First, let’s look at a comprehensive definition of Business Continuity:
Ensuring that the critical operations of a company can continue without stoppage; the capacity to restore systems to a pre-defined level of operation; and the ability maintain acceptable customer service, including delivery of products or services, irrespective of adverse events and following any disruption.
As we can see, Business Continuity includes recovering from any business interruption, which could be as small as a few minutes to as large as recovering from a disaster. Therefore, Disaster Recovery is actually only one part of a larger Business Continuity Plan.

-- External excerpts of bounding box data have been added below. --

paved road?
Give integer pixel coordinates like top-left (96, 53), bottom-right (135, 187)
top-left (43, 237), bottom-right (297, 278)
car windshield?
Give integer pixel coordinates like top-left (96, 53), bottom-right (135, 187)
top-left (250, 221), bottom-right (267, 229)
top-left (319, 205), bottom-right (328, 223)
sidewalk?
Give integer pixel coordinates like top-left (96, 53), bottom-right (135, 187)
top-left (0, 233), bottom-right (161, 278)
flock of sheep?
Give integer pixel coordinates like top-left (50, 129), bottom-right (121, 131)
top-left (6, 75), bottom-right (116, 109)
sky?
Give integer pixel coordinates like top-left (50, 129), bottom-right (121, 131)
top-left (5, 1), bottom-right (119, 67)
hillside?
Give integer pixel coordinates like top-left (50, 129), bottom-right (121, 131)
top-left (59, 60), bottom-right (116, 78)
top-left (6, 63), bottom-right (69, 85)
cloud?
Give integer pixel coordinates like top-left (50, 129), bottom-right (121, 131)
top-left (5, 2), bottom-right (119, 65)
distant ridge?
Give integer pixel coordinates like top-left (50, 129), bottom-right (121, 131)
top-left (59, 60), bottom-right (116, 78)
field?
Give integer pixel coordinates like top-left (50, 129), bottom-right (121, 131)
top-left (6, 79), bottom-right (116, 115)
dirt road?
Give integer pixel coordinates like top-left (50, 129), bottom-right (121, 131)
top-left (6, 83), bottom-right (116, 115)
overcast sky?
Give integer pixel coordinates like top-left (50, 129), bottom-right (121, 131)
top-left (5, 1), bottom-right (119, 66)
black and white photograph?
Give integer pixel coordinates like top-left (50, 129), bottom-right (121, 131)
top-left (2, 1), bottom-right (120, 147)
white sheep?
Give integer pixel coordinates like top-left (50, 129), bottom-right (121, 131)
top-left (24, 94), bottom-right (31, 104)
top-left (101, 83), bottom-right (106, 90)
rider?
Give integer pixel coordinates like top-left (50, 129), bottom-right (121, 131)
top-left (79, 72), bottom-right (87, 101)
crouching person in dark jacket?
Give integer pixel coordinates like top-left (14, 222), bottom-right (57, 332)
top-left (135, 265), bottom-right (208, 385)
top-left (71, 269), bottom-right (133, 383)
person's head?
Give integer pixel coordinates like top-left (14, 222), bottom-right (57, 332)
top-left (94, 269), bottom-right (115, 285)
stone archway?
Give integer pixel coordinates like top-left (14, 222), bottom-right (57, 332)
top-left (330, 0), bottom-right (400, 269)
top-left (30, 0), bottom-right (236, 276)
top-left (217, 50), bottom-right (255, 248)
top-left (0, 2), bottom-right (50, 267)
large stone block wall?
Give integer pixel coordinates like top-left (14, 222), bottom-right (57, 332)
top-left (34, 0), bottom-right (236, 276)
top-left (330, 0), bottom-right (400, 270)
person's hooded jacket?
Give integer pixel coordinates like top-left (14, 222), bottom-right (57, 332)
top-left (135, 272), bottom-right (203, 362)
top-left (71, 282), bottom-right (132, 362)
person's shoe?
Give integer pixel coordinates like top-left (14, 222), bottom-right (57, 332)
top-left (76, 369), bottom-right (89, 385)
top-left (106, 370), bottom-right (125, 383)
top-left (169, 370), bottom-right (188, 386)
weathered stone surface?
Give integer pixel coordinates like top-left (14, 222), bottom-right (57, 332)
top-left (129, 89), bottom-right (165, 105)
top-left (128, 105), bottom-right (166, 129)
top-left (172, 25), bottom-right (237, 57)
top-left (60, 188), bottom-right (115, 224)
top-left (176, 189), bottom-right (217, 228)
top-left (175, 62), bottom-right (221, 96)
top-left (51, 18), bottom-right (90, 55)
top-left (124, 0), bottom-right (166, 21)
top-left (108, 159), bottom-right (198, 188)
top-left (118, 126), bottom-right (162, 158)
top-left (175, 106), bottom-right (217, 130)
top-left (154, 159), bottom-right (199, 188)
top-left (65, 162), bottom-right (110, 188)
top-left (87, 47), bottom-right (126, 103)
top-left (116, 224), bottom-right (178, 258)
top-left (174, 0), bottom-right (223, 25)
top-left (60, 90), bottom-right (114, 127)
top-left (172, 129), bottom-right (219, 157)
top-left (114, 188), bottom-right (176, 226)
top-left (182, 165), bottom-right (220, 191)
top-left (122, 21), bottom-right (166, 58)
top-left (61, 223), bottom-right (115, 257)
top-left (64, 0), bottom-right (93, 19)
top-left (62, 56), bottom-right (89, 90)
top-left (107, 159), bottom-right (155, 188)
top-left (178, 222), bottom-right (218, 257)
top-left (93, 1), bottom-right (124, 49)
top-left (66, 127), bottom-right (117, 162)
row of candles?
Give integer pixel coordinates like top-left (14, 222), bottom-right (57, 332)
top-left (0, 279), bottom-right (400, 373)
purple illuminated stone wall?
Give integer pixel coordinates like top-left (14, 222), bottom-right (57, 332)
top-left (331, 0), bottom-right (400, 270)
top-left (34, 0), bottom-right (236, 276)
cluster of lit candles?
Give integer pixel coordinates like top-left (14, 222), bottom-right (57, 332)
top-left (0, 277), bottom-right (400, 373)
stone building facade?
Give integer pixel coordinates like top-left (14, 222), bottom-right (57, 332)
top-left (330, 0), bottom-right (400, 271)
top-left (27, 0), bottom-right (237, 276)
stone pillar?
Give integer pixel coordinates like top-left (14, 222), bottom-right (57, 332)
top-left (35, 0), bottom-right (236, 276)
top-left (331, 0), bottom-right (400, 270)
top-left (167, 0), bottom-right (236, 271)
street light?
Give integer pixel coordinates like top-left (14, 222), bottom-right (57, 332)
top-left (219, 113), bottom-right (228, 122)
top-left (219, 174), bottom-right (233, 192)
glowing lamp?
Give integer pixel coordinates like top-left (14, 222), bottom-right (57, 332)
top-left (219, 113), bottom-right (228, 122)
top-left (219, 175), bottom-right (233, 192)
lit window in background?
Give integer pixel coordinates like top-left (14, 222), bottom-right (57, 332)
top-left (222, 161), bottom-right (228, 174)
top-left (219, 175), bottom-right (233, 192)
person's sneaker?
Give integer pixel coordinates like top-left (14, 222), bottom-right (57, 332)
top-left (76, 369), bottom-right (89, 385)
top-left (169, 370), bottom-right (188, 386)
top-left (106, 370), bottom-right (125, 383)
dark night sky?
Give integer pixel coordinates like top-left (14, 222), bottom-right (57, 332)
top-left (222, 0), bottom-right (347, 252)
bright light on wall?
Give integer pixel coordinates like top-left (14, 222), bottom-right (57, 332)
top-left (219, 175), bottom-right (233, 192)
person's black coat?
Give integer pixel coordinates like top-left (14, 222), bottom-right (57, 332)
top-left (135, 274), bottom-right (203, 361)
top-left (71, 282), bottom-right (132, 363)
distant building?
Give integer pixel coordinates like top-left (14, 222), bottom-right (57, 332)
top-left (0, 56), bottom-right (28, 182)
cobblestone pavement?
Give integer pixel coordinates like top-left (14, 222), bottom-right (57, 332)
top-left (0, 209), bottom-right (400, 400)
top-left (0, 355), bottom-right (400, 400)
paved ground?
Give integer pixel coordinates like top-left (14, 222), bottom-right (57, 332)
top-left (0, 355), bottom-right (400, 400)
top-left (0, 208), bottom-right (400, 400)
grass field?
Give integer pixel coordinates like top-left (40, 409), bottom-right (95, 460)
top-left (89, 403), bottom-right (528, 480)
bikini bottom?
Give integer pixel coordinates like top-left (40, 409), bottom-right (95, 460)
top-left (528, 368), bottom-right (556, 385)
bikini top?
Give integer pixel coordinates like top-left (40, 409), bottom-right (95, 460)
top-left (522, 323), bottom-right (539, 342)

The reason that Disaster Recovery is more familiar is because this type of recovery is the most extensive type of recovery and it gets more press. Truth is, disruptions to business happen all the time but usually companies can provide work arounds quickly enough that those disruptions don’t significantly impact customer service. The key question is, are you using the most efficient method in your recovery?
The goal is to create plans that address all types of potential disruptions, agree on which systems and processes will be addressed first, and have contingencies for a wide range of scenarios. For example, what if no one is available to execute the plan? Could a disaster far away impact your business? What about a hazardous incident on the nearest highway, at your nearest electrical station, or a fire in the offices next door?
To be able to build out their plans and create contingent manual processes if necessary, all departments will need to agree upon the order in which systems will be recovered and which processes take precedence. And IT will need to create their plan to incorporate these requirements alongside their own. When you have developed well thought through and tested plans, you will be able to withstand any size outage with the smallest affect possible to your bottom line.